Well, the secrets out. According to a recent study by lifescience.com, women date and/or marry less attractive men not for their piggy banks (or maybe not just for their piggy banks…) but because men are found to be much more supportive and committed to a woman when she is more attractive than him.

The article explains that when the woman is more attractive than her male counterpart the man feels he is getting more than he deserves and will work harder to keep the woman happy. On the other hand, when the man feels he is more attractive than his lady he feels less satisfied and more “is the grass greener on the other side?”

On the flip side women value security (financial and emotional) and height. Thus, it’s easier for a girl to slum given he has something else to bring to the table.

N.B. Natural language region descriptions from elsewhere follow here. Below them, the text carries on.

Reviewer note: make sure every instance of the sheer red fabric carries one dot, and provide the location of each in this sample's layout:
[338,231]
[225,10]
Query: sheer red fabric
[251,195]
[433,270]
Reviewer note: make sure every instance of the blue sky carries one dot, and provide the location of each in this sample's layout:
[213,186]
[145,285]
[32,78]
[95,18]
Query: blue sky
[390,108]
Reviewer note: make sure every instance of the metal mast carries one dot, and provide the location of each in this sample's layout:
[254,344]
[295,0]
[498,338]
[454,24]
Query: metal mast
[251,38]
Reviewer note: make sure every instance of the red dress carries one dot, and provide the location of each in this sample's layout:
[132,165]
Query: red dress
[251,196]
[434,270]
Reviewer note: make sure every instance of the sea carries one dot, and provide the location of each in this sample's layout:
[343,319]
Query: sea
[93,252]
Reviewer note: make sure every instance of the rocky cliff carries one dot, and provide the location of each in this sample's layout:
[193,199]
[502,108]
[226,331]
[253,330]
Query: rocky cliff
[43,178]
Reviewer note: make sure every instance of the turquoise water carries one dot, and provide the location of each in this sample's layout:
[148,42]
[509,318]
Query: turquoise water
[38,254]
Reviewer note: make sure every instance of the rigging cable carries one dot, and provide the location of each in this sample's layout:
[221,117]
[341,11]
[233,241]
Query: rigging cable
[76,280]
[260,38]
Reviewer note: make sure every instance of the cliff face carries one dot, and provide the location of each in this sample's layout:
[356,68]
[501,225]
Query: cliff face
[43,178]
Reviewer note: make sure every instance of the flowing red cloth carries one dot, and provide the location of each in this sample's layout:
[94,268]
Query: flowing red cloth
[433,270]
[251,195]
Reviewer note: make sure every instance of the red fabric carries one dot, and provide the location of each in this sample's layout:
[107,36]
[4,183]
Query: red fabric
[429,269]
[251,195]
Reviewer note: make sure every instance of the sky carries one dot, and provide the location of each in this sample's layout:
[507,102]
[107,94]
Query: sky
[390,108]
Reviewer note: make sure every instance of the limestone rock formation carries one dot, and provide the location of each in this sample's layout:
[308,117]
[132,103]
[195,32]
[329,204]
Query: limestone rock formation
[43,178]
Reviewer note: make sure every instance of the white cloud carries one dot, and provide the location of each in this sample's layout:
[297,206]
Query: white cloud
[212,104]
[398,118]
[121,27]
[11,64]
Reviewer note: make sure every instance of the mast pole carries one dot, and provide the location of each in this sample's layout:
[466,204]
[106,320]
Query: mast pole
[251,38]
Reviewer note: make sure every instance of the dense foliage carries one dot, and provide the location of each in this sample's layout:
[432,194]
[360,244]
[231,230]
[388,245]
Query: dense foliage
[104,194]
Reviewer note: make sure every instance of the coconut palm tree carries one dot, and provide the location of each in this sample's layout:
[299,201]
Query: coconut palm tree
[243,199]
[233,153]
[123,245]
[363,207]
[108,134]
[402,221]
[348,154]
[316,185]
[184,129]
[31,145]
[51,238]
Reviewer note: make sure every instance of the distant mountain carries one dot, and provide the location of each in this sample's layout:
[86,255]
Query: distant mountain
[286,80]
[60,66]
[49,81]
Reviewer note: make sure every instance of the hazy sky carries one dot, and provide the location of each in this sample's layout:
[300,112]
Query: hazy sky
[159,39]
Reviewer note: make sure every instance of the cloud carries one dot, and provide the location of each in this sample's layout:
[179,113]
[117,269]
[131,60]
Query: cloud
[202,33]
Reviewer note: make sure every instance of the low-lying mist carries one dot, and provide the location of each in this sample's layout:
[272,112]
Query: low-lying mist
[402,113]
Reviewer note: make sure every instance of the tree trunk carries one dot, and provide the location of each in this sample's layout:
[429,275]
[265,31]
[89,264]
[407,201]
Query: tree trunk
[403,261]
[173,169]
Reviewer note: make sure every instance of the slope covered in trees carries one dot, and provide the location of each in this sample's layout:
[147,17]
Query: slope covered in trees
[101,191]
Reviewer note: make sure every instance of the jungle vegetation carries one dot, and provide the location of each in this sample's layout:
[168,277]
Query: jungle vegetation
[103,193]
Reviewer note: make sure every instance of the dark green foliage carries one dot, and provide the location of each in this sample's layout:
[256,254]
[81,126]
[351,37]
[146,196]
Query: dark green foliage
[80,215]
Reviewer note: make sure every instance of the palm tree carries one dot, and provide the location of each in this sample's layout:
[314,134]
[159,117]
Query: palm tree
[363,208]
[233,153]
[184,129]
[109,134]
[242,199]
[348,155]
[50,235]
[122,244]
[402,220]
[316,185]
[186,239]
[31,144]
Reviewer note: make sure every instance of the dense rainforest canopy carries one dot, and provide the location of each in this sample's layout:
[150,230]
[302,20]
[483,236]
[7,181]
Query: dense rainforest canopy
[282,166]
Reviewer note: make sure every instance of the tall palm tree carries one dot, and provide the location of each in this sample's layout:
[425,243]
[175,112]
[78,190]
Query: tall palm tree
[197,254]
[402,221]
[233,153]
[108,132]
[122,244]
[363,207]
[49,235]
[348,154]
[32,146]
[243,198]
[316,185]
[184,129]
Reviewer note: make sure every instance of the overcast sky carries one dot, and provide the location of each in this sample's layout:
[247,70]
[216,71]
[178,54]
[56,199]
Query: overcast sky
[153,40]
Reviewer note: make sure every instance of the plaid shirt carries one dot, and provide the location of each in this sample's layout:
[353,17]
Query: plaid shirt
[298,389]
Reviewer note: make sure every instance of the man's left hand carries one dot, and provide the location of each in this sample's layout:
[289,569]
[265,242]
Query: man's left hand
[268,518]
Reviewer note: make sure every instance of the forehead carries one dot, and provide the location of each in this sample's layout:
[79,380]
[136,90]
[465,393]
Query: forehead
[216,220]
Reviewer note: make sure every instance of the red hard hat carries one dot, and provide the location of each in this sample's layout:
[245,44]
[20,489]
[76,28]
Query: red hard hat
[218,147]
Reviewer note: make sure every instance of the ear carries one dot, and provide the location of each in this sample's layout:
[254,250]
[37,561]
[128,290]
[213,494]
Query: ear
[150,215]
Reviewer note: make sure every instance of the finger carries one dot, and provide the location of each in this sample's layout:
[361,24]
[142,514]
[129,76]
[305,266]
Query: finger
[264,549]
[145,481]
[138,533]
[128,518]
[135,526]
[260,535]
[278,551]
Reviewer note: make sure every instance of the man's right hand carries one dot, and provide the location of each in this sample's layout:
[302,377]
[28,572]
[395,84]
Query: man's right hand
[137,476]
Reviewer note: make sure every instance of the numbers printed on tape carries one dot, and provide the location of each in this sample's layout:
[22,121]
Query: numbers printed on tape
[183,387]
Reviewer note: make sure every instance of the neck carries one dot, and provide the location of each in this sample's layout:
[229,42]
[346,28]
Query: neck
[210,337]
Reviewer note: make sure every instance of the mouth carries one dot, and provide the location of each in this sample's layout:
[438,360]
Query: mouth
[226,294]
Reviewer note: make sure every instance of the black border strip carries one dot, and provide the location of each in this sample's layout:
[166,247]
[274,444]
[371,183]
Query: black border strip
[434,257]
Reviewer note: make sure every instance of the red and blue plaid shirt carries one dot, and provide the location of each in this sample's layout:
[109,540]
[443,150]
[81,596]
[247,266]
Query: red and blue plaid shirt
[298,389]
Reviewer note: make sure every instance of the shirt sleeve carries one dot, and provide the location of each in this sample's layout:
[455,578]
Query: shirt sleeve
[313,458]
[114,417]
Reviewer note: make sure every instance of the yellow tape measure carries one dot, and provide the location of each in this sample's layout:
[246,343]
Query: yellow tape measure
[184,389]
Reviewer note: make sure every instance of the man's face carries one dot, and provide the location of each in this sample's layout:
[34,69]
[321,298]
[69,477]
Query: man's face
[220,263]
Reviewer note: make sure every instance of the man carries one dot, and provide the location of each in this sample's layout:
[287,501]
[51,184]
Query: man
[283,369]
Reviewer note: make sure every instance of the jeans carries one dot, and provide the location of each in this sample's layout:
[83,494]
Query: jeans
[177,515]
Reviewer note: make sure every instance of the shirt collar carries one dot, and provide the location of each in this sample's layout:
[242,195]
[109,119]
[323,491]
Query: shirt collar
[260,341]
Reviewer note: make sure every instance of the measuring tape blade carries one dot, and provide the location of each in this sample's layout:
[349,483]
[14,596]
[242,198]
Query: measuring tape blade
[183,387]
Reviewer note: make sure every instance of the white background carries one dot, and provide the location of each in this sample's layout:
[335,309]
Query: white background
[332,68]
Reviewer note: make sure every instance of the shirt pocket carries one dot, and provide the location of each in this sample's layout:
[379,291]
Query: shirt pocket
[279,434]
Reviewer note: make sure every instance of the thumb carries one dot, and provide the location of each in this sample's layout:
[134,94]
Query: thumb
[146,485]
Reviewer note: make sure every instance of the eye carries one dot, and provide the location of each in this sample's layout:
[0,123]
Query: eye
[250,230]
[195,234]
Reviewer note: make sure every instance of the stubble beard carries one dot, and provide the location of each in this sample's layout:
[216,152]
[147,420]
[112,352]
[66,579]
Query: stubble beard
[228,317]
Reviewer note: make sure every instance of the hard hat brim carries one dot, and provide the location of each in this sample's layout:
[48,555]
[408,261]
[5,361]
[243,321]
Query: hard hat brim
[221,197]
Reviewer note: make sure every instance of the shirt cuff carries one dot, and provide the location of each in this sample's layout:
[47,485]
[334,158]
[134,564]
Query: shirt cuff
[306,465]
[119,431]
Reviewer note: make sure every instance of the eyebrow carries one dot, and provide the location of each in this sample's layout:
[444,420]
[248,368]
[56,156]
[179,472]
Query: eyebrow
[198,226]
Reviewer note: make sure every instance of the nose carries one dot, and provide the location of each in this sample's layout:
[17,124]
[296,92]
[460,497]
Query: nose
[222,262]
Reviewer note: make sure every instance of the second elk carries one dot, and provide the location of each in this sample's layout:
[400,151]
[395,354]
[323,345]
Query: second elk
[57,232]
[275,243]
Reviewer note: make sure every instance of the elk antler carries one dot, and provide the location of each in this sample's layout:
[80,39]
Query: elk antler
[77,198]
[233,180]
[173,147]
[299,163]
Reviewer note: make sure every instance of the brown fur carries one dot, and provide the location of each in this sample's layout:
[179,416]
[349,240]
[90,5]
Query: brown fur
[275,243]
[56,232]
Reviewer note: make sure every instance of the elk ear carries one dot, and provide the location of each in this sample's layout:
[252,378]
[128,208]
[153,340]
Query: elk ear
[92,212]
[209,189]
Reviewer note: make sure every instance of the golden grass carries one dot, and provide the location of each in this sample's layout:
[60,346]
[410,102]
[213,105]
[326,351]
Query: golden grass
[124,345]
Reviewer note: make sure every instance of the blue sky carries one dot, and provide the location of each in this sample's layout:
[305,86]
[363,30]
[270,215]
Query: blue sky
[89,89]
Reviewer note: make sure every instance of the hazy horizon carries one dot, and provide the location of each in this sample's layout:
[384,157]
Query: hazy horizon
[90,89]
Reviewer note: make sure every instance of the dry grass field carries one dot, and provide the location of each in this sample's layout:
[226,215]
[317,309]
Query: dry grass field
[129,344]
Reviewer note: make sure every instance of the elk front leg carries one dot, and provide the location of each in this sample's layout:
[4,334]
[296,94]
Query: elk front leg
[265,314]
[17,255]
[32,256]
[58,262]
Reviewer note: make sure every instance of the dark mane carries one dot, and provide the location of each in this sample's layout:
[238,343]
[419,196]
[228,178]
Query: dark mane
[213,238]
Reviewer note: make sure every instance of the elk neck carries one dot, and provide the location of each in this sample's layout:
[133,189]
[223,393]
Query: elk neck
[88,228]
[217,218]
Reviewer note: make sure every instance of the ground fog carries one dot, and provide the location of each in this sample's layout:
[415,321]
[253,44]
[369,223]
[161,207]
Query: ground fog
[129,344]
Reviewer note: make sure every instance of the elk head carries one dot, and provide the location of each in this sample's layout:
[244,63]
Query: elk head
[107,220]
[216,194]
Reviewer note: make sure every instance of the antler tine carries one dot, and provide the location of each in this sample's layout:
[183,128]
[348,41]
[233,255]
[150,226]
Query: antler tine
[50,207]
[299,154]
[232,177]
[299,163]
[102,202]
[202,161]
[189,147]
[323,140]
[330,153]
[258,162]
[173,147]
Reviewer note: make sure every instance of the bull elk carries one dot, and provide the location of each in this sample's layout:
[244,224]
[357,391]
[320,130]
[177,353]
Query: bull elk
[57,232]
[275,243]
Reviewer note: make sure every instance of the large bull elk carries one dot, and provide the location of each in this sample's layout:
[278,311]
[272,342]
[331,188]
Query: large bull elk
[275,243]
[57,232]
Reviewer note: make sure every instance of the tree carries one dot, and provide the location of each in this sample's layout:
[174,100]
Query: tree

I am not sure how this philosophy pans out in real life, but I know it has infiltrated TV. Think King of Queens, Monica and Chandler of Friends, Fred and Wilma Flintstone, even Flavor Flav has girls WAY better looking than him (okay, that’s not saying tons) but it’s a solid pattern amongst our favorite TV couples. Yeah, they are fictional but for what it’s worth, it does seem to ring a bit true.

Take what you will from the study, but another morsel of food for thought, maybe all those beer-goggle warnings were a bit hasty.

4 Comments on "Want a better boyfriend? Go Slumming (in the looks department that is,)"
  1. Ree says:
    Wed, 16th Apr 200810:23 am 

    Eh I don't know so much about that. Looks aren't everything. I dated a guy once and people looked at us just as you mentioned in the article 'what is SHE doing with a guy like HIM?'. Not that he was ugly… but he wasn't the most attractive thing on the market and my best friend told me constantly that I didn't need to 'settle' for him because I could get a much hotter guy. But I kept him around because I figured he would be good to me. Well, turns out he was a jerk just like all the others. So basically, don't lower your standards for an ugly guy – boys will be boys no matter what.

  2. K says:
    Wed, 16th Apr 200810:38 am 

    Wow….I don't even know where to begin. If looks are the basis of your relationship, then I don't think it's going to last very long. I think my boyfriend is attractive, but would other people? Maybe not. I don't really care. And when you see a good looking girl and a not so great looking guy, who the hell are we to say, why would she be with him? What business is it of ours? He could be the greatest guy out there, and treat her like an absolute Queen. Just because someone doesn't look like Brad Pitt, it doesn't mean you're "slumming"

  3. Erica - Kent State says:
    Wed, 16th Apr 20082:51 pm 

    I feel like I do see this a lot, but I think it has a lot to do with the fact that when you get into a relationship, the person you're with become a lot more attractive to you. Blame it on hormones, blame it on love, whatever – but I always think a guy is SO MUCH HOTTER months into our relationship (like, after I get to know him and find out he has an amazing personality) than I ever do beforehand. It also works the other way around – a hot guy can seem suddenly FUGLY when he has an awful personality.

  4. Erica - Kent State says:
    Wed, 16th Apr 20082:52 pm 

    And maybe the "ugly" guys do develop better personalities to make up for their lack of looks. Ugly duckling syndrome or something, right?